The Whitecaps have been shut out in three straight games. They’ve recorded one of a maximum nine points in that span. They’ve scored in only two of the last six games. They have only two wins since the start of July and have since slipped into sixth in the Western Conference, one point out of the final Western Conference playoff spot, currently occupied by rival Portland.
That sums it up on a team level.
On an individual scale, the 19-year-old speedy and shifty Manneh hasn’t scored an MLS regular season goal since May 3.
“It’s been a learning experience for me as well and most of the guys on the team, too,” he said Thursday.
“We’ve got to stay together as a team and as a family and try to figure out a way to break that.”
Since this summer swoon began following the World Cup break, more and more questions are being asked about the local club’s group of young forwards, which includes the likes of Darren Mattocks and Erik Hurtado.
The club can still try to land a more experienced and established striker before the roster freeze on Sept. 15.
But, based on what coach Carl Robinson and president Bob Lenarduzzi have said this week, it appears that might be out of the question, especially if any such move would disrupt Vancouver’s core group of young players and the club’s long-term plans.
Lately, the formations Robinson uses, often a 4-2-3-1 with one lone man up front, have been called into question.

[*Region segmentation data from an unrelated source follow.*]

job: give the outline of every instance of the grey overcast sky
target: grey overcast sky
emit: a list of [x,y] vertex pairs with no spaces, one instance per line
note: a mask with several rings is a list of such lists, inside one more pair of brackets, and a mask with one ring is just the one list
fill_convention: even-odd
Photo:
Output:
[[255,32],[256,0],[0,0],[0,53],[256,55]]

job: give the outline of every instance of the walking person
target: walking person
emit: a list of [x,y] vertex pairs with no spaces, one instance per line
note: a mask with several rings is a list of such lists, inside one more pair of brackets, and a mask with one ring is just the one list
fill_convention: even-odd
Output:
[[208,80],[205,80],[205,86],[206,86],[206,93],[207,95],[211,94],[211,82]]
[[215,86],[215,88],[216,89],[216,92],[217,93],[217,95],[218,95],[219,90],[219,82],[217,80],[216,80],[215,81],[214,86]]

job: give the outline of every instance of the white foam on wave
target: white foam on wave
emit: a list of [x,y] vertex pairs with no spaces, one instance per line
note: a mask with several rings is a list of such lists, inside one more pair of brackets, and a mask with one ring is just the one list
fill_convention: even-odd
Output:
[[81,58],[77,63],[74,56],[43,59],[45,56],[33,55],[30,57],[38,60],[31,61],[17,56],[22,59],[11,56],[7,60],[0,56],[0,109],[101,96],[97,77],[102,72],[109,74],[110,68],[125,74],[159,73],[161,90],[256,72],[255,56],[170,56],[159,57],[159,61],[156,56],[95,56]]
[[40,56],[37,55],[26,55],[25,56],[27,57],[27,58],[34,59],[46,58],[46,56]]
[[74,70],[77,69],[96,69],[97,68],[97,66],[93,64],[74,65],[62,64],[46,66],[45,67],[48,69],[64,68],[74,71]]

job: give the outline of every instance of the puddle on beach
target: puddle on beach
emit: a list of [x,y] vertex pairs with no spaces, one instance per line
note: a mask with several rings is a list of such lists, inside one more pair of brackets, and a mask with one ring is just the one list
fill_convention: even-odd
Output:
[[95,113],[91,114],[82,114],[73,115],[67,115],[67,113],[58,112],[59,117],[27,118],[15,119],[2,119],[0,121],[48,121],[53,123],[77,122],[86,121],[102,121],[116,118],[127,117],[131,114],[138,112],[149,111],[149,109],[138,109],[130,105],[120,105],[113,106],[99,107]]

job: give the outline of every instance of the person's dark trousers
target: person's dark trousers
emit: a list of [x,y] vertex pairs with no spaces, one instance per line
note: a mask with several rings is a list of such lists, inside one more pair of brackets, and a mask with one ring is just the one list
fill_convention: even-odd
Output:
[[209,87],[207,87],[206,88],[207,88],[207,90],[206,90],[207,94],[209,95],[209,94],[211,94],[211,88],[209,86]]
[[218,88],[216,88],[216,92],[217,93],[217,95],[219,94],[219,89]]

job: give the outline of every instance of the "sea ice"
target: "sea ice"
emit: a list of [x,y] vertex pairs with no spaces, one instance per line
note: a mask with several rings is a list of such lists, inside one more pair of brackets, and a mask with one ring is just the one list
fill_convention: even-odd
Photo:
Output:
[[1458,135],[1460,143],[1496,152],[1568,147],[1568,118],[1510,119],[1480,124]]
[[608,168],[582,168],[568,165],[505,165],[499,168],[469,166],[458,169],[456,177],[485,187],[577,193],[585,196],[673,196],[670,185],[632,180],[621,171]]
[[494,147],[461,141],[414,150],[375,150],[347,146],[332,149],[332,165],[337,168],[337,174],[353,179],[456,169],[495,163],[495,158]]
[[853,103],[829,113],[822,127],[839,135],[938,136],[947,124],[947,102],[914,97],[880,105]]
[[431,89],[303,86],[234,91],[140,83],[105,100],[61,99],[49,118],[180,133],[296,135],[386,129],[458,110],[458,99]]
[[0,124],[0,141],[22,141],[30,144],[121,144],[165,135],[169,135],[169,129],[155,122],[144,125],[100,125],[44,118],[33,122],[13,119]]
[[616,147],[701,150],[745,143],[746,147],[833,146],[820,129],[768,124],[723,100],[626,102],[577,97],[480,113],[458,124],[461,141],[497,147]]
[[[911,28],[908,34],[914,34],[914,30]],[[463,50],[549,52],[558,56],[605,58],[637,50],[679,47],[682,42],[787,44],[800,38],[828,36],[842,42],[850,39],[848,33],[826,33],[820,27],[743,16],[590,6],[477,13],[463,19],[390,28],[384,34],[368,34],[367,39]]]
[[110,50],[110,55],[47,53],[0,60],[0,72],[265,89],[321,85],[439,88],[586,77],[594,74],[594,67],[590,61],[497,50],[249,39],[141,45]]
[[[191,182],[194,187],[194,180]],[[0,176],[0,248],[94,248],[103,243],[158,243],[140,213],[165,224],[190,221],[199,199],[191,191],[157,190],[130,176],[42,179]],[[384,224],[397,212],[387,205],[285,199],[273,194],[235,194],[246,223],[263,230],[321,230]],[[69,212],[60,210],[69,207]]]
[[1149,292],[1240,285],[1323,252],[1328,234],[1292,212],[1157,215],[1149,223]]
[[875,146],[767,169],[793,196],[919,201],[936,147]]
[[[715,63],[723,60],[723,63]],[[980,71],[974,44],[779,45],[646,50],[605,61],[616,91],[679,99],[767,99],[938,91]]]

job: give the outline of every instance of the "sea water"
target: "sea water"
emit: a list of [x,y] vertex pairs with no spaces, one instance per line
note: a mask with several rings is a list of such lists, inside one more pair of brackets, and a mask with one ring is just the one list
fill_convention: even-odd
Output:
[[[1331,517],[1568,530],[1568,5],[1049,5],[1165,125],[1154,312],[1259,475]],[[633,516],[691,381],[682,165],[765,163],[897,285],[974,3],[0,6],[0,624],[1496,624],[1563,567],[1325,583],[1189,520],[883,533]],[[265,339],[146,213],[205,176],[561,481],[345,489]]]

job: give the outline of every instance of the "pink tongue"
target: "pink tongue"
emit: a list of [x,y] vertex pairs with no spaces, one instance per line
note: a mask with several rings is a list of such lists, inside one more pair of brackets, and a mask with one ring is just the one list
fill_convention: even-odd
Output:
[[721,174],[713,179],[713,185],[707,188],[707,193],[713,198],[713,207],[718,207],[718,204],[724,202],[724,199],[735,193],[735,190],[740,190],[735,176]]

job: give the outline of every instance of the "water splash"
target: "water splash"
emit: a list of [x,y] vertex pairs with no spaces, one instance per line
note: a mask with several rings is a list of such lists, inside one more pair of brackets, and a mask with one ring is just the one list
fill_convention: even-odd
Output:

While Robinson and Lenarduzzi have hinted at change in formation, and how different players are utilized, the club’s next match — against D.C. United at BC Place on Saturday — is a test of mettle.
Can these young players shake off their slumps and struggles in yet another important match on home turf?
“I think we play better against the better teams in the league, so (it’s) a good chance for us to show that we’re ready to bounce back,” said goalkeeper David Ousted.